Centro Tecnológico de la Carne de Galicia, Parque Tecnológico de Galicia, 32900 Ourense, Spain.

出版信息

Poult Sci. 2011 Jun;90(6):1334-9. doi: 10.3382/ps.2010-01140.

Abstract

The effect of fat content (20, 30, and 40%) on chemical composition, color, texture parameters, and sensory properties of dry-cured duck sausages was studied. Protein content showed significant differences (P < 0.001) among batches (19.3, 22.1, and 27.5% for high, medium, and low fat, respectively). Fat level affected the lightness (P < 0.05), redness, and yellowness (P < 0.001) of dry-cured duck sausages. Shear force increased with decreased fat content (1.45, 2.37, and 3.81 kg/cm(2) for high, medium, and low fat, respectively).

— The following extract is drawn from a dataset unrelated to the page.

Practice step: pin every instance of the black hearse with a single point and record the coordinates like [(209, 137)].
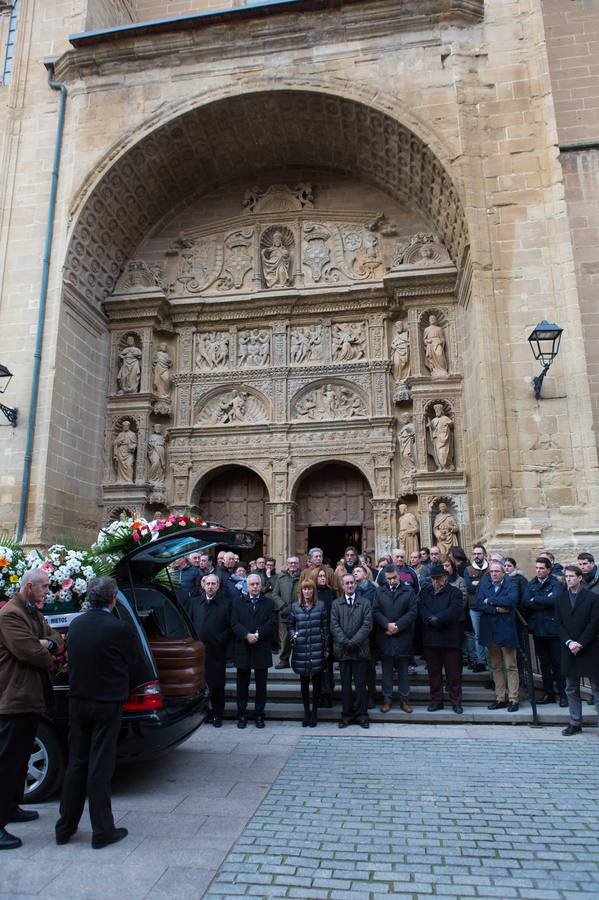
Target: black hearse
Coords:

The sensory properties of fat level, cohesiveness, fat odor, hardness, and juiciness were significantly different with respect to fat level. Duck sausages with 20% fat content obtained higher scores for sensory traits compared with sausages of 30 and 40% fat content.

摘要

研究了脂肪含量(20%、30%和 40%)对干腌鸭香肠的化学成分、颜色、质地参数和感官特性的影响。蛋白质含量在批次间存在显著差异(P < 0.001)(高脂肪、中脂肪和低脂肪分别为 19.3%、22.1%和 27.5%)。脂肪水平影响干腌鸭香肠的亮度(P < 0.05)、红色和黄色(P < 0.001)。随着脂肪含量的降低,剪切力增加(高脂肪、中脂肪和低脂肪分别为 1.45、2.37 和 3.81 kg/cm(2))。脂肪水平、内聚性、脂肪气味、硬度和多汁性的感官特性因脂肪水平而异。与 30%和 40%脂肪含量的香肠相比,脂肪含量为 20%的鸭香肠在感官特性方面获得了更高的分数。